Everything comes to a head at a party where Roger knows virtually no one there and is messed up on drugs and alcohol. He calls Ivan a few times, interrupting Ivan’s dinner with his family, almost begging him to come to the party. Roger feels the need of a friend in this moment. He mistakenly thinks that since Ivan was once his best friend that he always will be. The truth is that friends come and go as all people do. Some take natural courses away. Some we push away, sometimes inadvertently. Some friendships just don’t go as planned. Our plans rarely ever pan out the way we expect them too.
Ivan shows up at the party. He’s upset. He tries to convey to Roger they aren’t really friends anymore. Roger isn’t getting it. Ivan tells him their friendship can’t be like the old days because he has a family now and he wants to make it work. He announces he’s going to try to have another kid. Roger basically tells him that’s no life to live. This upsets Ivan even more. He said he’s accepted that this is his life. Then words of wonderful wisdom come spewing from Ivan’s mouth, “It’s huge when you finally embrace the life you never planned on.” Wow. Read that again. “It’s huge when you finally embrace the life you never planned on.”

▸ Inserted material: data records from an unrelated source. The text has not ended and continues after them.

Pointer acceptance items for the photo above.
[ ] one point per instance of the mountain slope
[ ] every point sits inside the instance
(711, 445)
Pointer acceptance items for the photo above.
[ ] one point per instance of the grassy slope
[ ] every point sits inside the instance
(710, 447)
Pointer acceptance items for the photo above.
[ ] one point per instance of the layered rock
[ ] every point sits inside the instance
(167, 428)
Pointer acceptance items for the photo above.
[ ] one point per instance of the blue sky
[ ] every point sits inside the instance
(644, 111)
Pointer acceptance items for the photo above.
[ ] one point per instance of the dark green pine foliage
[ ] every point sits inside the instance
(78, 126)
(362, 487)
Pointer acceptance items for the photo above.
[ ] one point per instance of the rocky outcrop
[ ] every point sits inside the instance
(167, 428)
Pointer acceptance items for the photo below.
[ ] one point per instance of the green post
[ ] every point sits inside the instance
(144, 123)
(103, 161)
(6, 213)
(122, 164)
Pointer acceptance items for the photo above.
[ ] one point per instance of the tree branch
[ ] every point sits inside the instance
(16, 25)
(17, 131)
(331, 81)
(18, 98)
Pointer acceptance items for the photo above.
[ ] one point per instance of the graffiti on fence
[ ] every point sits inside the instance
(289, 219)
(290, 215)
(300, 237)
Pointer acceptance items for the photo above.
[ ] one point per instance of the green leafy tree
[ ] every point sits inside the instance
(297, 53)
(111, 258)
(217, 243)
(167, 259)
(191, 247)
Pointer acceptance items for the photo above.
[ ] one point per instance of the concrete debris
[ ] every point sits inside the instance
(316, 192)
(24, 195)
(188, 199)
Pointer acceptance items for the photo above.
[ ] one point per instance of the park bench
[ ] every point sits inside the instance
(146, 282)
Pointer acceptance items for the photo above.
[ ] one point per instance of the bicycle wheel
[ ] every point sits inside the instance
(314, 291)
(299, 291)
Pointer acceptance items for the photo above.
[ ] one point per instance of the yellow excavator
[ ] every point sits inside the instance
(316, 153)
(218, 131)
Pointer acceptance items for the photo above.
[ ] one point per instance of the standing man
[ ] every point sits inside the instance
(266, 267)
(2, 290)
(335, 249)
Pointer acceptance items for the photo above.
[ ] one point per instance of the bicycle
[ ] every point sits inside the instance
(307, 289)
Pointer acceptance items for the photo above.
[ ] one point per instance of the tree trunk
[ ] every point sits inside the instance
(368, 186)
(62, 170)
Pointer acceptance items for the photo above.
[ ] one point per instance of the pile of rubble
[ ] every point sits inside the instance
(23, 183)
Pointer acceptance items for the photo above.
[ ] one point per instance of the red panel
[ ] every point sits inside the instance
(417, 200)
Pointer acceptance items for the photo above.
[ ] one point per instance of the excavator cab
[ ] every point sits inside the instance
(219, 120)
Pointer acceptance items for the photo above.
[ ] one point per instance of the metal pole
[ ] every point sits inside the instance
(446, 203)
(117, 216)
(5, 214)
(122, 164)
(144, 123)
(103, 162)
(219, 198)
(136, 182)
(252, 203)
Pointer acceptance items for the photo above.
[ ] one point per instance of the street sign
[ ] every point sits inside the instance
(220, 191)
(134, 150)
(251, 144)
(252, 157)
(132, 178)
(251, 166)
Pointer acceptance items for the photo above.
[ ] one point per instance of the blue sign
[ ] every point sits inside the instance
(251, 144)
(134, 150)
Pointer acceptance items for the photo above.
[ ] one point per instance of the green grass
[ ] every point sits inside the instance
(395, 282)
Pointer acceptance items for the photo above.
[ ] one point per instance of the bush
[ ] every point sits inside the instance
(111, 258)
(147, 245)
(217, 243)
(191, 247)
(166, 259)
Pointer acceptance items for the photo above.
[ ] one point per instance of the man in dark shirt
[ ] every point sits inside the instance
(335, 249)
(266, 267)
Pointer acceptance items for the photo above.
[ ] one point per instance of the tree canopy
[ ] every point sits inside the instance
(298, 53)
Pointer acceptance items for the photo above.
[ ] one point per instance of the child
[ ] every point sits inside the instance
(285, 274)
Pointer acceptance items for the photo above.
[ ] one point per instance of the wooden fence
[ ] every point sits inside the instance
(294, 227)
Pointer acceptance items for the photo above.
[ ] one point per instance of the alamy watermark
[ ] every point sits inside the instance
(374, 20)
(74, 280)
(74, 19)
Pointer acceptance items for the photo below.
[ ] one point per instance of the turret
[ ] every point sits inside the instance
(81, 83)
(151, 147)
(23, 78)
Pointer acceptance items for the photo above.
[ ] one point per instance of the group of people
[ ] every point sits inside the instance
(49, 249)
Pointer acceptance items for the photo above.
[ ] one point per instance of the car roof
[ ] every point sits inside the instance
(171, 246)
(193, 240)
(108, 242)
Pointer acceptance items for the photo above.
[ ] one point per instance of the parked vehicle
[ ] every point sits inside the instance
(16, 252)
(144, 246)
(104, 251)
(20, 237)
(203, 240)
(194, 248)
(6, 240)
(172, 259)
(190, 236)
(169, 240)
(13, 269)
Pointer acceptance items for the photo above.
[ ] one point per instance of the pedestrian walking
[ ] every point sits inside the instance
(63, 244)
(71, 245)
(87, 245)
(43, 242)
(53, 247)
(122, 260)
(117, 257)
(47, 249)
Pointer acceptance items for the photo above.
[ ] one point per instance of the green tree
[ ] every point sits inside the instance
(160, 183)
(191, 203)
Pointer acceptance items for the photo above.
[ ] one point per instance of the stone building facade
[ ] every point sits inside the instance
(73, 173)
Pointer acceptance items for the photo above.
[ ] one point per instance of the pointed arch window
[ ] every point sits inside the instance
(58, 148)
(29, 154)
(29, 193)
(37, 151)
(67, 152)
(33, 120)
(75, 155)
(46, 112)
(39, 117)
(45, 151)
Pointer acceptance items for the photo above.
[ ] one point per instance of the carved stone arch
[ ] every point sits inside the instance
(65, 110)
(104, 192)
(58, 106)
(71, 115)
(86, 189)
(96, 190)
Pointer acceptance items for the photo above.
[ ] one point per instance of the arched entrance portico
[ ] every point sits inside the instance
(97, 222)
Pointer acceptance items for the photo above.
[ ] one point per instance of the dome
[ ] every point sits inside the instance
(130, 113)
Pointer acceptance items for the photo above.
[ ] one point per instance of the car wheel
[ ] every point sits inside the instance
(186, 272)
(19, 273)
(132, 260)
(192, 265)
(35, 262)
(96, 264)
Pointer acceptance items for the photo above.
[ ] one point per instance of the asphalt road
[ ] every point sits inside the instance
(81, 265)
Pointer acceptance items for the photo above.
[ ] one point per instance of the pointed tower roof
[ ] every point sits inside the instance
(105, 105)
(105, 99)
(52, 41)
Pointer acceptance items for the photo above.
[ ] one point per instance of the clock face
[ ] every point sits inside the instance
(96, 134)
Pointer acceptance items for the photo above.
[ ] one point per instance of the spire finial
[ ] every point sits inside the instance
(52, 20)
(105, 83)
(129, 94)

There’s much hope in the phrase. When plans don’t pan out the way we expect them too hope is all we have; hope that although we’re outside our original plans life will pan out for us. Hope should be one of the most spiritually important aspects of our life. Especially when it comes to our life plans. Look at Jeremiah 29:11 For I know the plans I have for you, declares the LORD, plans for welfare and not for evil, to give you a future and a hope.
Plans rarely pan out they way we expect. Sometimes we’re better off for it. If we embrace life the way Ivan did. Plan. Hope. Embrace.